While we don’t know everything about how this new feature will work, we do know that it’s going to include a positive feedback loop in addition to the standard negative feedback loop. This means senders will have access to metrics such as, where an email lands in the inbox (e.g. primary, promotions, etc.), the length of time it took a recipient to read an email, and whether or not they skimmed the content. This is a really exciting update, and we can’t wait to learn more right alongside you.

Create an Email Preference Center

This goes hand-in-hand with being a welcome guest in your recipient’s inbox. An email preference center allows users to tell you exactly what types of email they’re interested in. The key to a healthy email program is sending email that people are interested in receiving. Take out the guesswork by asking your recipients exactly what they want and how often they want it.

Provide Options Sooner Rather Than Later

well-written welcome message helps set the tone for a new email relationship. Welcome messages should remind users why they signed up for your email program. This message should arrive as close to real-time as possible and detail what kinds of email the recipient can expect to receive from you and how often they’ll receive it. Welcome messages should also include unsubscribe and preference center links.

Send a Welcome Message

well-written welcome message helps set the tone for a new email relationship.

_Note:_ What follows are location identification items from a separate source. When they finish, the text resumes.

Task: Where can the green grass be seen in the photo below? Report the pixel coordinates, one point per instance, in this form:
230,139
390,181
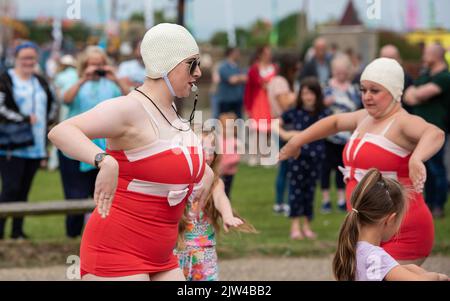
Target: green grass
253,196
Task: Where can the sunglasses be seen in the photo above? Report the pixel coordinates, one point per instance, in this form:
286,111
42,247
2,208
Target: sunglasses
193,66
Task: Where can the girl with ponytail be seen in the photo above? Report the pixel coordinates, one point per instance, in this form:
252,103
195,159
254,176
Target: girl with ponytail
196,248
378,207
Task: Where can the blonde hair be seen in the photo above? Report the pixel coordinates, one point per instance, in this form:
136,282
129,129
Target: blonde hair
84,57
210,210
373,199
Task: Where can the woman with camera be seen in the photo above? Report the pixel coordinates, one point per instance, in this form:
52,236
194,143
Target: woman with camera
26,108
97,82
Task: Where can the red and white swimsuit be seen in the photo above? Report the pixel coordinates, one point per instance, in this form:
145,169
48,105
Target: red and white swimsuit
140,233
416,235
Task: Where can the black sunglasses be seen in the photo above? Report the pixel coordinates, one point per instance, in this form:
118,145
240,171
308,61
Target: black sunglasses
193,66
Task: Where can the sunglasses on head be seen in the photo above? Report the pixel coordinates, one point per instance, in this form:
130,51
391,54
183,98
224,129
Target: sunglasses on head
193,66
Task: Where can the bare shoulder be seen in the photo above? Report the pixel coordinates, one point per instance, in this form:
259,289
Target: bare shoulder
360,115
404,119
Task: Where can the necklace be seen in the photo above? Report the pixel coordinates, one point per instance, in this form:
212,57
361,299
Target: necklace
162,114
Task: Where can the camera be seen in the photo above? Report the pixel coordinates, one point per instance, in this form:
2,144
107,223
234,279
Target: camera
100,72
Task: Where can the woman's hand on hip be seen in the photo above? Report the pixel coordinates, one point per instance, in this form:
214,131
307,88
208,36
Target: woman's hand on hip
417,173
105,185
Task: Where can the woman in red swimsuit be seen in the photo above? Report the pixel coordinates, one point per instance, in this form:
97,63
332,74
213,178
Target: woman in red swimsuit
386,137
154,164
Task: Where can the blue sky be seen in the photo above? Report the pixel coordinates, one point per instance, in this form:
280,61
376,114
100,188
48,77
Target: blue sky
207,16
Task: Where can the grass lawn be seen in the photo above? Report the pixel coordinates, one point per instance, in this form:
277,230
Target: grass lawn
252,196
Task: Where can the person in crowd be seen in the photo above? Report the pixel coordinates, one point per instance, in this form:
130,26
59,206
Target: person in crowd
27,108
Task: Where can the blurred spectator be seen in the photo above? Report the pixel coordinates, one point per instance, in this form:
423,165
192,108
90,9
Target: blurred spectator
231,86
391,52
97,82
319,65
25,99
341,96
256,101
430,99
282,98
132,72
230,156
66,75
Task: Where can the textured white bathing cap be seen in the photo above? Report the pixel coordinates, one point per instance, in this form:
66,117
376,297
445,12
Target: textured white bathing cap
164,46
388,73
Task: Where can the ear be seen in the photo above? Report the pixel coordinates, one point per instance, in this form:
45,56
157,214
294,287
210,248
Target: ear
391,219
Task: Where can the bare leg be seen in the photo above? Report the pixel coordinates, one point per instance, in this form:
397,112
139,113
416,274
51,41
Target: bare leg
137,277
307,229
417,262
172,275
295,229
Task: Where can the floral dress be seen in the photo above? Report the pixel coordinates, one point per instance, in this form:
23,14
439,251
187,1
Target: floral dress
198,259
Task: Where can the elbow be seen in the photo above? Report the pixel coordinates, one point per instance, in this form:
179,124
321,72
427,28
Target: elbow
441,136
54,135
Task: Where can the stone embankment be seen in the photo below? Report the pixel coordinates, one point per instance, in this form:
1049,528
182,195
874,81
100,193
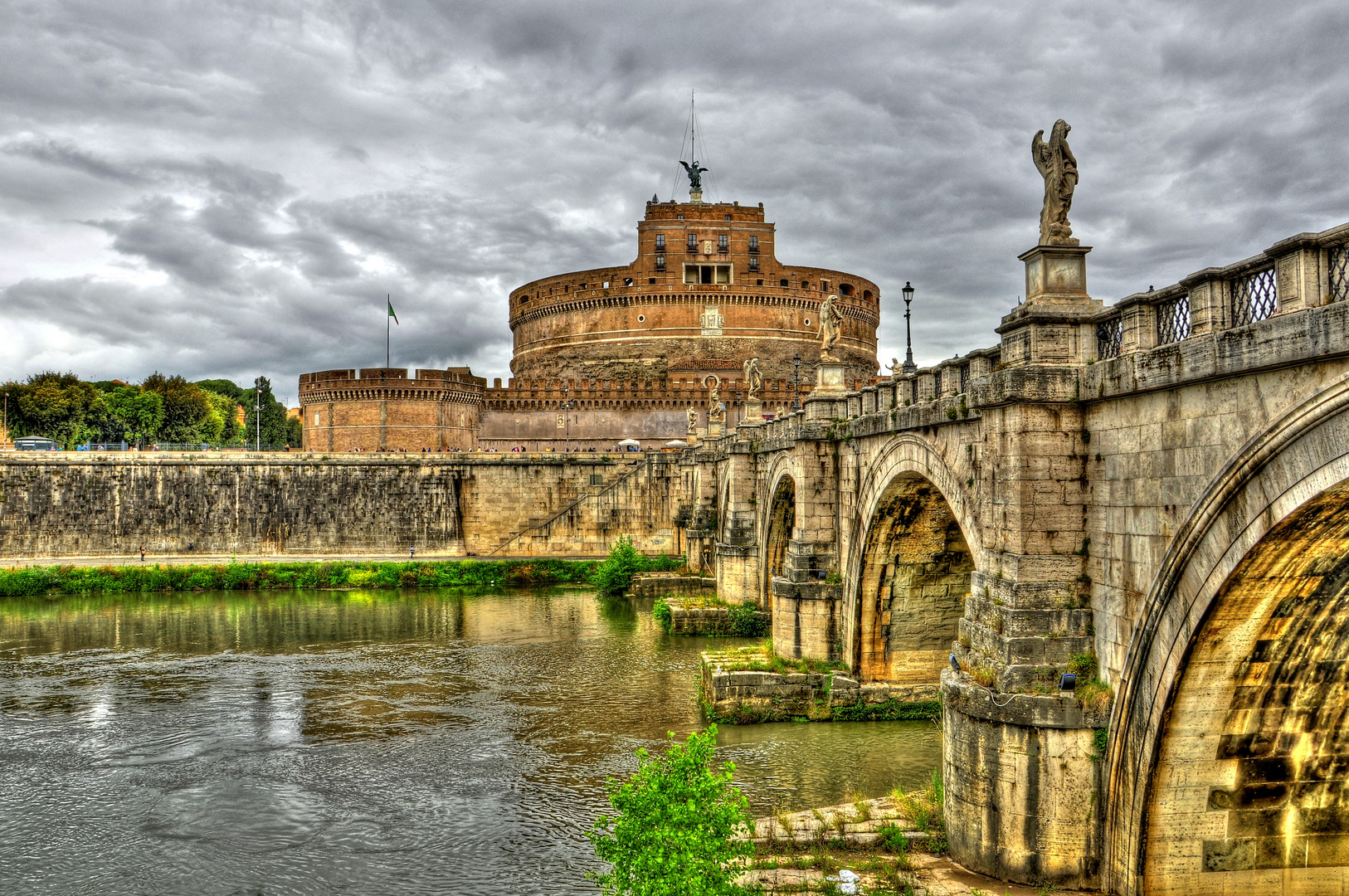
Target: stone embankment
672,585
749,686
806,852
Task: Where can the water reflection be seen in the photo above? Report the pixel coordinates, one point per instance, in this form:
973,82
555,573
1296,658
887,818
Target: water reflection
366,741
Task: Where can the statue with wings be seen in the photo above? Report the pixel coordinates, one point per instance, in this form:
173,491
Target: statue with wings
1059,169
831,327
695,176
753,378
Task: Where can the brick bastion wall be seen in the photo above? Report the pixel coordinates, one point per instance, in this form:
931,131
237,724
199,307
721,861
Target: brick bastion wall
381,409
501,505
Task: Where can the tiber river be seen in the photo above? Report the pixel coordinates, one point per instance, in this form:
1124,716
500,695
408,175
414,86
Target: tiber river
362,741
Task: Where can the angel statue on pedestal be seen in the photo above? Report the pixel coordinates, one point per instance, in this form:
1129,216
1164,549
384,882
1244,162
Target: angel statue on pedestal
753,378
831,327
1059,169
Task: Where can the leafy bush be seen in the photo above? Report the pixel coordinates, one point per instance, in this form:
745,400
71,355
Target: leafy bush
748,621
892,840
663,614
616,575
674,825
247,577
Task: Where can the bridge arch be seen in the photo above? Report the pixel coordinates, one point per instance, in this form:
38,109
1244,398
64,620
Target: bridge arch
909,564
779,521
1230,749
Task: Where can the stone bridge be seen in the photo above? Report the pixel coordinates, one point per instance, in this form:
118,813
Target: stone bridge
1152,493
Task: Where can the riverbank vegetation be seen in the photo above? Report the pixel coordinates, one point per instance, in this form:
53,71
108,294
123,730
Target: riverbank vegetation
614,575
746,620
159,409
266,577
674,825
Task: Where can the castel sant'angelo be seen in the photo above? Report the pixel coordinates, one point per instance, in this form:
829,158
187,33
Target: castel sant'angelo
657,350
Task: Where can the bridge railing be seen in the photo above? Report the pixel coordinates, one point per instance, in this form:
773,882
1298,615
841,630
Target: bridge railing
1302,271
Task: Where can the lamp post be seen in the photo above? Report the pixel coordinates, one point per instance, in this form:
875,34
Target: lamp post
796,382
909,368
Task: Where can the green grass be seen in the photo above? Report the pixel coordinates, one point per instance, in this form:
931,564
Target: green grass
266,577
889,711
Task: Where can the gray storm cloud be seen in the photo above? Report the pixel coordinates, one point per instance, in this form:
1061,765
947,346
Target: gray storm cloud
228,189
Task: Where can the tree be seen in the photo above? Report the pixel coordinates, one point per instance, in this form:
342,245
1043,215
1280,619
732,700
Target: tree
223,387
134,415
614,577
58,407
676,818
187,408
273,415
222,424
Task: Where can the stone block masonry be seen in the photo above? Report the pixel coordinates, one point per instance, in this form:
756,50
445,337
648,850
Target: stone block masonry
486,505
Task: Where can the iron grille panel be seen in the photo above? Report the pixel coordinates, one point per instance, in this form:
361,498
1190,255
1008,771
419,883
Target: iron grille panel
1254,297
1337,262
1109,339
1174,321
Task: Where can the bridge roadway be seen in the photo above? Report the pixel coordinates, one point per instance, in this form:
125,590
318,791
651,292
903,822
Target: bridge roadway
1174,516
1152,493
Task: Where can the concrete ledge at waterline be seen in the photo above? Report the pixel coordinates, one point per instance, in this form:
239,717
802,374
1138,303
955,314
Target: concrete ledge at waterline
661,585
734,693
1027,710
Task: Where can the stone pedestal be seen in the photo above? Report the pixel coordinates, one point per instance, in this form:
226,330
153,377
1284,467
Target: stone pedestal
1055,274
1056,324
829,378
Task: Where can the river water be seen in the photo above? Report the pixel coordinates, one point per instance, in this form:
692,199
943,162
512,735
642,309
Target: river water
362,741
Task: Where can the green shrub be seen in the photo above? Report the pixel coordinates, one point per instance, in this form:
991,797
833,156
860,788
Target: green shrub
674,825
663,614
246,577
746,621
892,840
614,577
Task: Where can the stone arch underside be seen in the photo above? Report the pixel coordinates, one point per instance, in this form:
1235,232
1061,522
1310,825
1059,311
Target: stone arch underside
1251,791
782,520
1277,487
913,575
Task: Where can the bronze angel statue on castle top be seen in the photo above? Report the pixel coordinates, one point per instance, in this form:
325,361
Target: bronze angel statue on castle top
695,174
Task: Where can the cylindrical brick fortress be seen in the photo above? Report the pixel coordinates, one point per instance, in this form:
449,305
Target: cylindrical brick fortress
385,411
704,295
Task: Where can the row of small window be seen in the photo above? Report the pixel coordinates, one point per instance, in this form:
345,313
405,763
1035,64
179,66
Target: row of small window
723,243
660,262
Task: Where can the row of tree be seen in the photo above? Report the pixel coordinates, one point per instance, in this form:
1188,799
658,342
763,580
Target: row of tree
159,409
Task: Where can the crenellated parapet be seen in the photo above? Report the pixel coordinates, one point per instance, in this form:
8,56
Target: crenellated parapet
383,409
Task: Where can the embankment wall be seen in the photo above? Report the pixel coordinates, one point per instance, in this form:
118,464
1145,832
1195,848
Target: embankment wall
486,505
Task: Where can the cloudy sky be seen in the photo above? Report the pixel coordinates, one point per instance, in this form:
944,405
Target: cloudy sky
223,189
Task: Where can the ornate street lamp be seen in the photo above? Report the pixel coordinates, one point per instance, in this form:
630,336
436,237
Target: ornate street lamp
909,368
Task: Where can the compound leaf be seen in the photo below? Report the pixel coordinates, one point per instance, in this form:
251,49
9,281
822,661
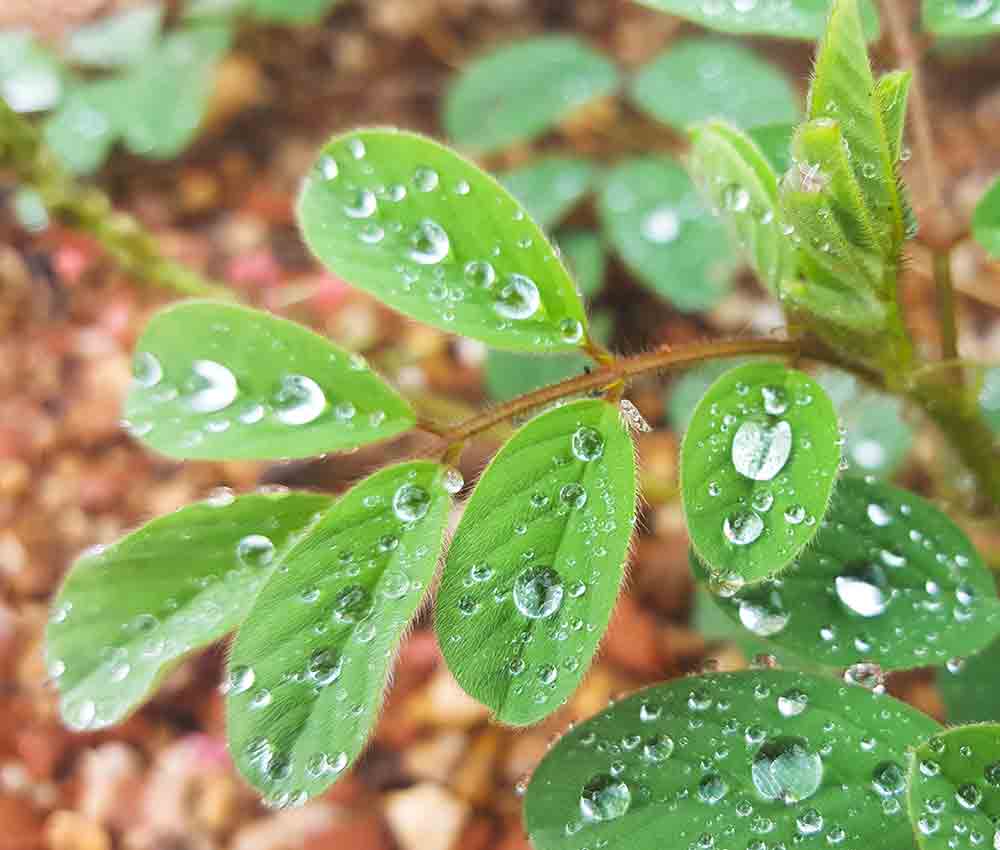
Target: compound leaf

Welcome messages should remind users why they signed up for your email program. This message should arrive as close to real-time as possible and detail what kinds of email the recipient can expect to receive from you and how often they’ll receive it. Welcome messages should also include unsubscribe and preference center links.

This welcome message from New York Times Cooking is a great example of a welcome message. It thanks the recipient for signing up and directs them to a few articles that may interest them. Toward the bottom of the message, they include a note that this is the first email in a series of 4, so expectations are clear from the beginning.

Stop Worrying About Gmail Tabs!

Gmail’s promotions tab is a third option outside of the typical “inbox” and “spam.” the promotions tab is not a commercial/promotional purgatory where messages are sent to float infinitely through the digital abyss. Email in the promotions tab is still regularly engaged with and checked. For more information about gmail’s tabs, check out our blog post, I fought gmail’s tabs, and the tabs won.

Test Before You Send

Before you send any emails, it’s important to test your messaging and content to know how it will perform and how it gets to the inbox. In December 2019, we launched our new Email Testing tool for Dynamic Templates to help our customers avoid common email mistakes and bypass spam filters. Even little mistakes like broken links can lead to a decline in your deliverability in the long run, so testing your content before you send is really important. 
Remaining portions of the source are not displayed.